Right now, as youth, we’re exploring the edges of our beliefs, stumbling over doubts, and finding that issues are much more complex than we ever expected. While some young people know what they believe, they don’t always know why they believe it. This unstable bombardment of viewpoints can not only be confusing, it can cause us to follow one of two paths:

1. We embrace extreme tolerance, conceding that since we can’t possibly know all truth, we conclude that all viewpoints have some validity. As a result, we allow our beliefs to weaken.

Or, 2. We embrace extreme intolerance, grasping the portion of our beliefs we think we understand, and dismiss all other viewpoints that don’t adhere to our personal belief system.
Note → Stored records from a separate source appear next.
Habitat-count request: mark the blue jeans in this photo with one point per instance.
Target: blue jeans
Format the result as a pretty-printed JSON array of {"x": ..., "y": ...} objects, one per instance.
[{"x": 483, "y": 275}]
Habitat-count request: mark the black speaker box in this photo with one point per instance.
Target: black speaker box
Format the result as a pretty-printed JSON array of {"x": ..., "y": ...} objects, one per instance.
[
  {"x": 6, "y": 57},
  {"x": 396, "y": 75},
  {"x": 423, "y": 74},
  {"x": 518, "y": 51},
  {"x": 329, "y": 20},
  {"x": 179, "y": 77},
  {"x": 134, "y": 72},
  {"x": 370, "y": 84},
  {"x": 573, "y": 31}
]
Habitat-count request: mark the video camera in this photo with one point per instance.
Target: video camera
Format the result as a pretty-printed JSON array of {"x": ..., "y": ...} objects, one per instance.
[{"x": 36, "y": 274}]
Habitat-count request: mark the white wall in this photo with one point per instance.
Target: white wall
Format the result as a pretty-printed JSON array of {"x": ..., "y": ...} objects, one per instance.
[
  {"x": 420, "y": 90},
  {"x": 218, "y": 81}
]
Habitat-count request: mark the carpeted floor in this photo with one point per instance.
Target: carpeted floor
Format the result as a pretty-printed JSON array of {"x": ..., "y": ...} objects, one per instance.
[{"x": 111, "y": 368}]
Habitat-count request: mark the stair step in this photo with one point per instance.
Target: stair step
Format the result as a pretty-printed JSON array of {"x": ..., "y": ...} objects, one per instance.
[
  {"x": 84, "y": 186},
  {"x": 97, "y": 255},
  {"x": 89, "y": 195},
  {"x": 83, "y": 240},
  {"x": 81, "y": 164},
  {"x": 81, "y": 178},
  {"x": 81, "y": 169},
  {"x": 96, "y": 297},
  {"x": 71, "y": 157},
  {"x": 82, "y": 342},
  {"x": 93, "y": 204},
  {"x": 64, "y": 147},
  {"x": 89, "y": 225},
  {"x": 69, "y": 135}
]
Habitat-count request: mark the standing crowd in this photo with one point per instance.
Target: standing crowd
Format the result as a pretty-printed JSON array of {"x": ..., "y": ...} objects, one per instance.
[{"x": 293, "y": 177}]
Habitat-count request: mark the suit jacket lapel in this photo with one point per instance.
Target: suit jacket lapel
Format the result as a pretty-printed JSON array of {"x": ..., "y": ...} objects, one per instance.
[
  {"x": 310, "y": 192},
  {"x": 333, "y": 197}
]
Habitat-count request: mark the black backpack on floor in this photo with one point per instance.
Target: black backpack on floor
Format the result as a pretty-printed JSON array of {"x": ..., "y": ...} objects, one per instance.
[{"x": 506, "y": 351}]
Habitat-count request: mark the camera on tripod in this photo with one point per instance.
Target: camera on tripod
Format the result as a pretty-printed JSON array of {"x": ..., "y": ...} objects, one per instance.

Both are dangerous stances to take for Christians, especially teenage Christians. The Bible preaches tolerance as an attitude of patience toward differing views. But, scriptures also command intolerance of false teaching. We must be willing to dig deeply into God’s Word to develop a humble attitude of Inclusiveness that also allows us to fully embrace God’s truth.
Dear Lord and wonderful creator of all, we who are divided, unloving, prejudiced at times, inclined to misunderstanding, and intolerant stand before you this day. We ask that you give us the wisdom to make us instead united, loving, open to learning, understanding, forgiving, and tolerant. May your Spirit be present in us as you are in all people.
In Jesus name we pray, Amen.
Say: Please join me in the UMYF benediction.
UMYF Benediction
May the Lord bless you and keep you.
May the Lord make his face to shine upon you and be gracious unto you.
May the Lord lift up his countenance upon you and give you peace.


Discussion Guidelines
1. What is said in the room stays in this room.
Confidentiality is vital to a healthy discussion.

2. No put-downs.
Sarcasm and unkind remarks have no place in a discussion. If someone disagrees with another’s comment, they should raise a hand and express an opinion of the comment but not of the person who made it. It is permissible to attack ideas, but not each other.

3. There is no such thing as a dumb question.
Asking questions is the best way to learn.

4. No one is forced to talk.
Anyone can remain silent about any question.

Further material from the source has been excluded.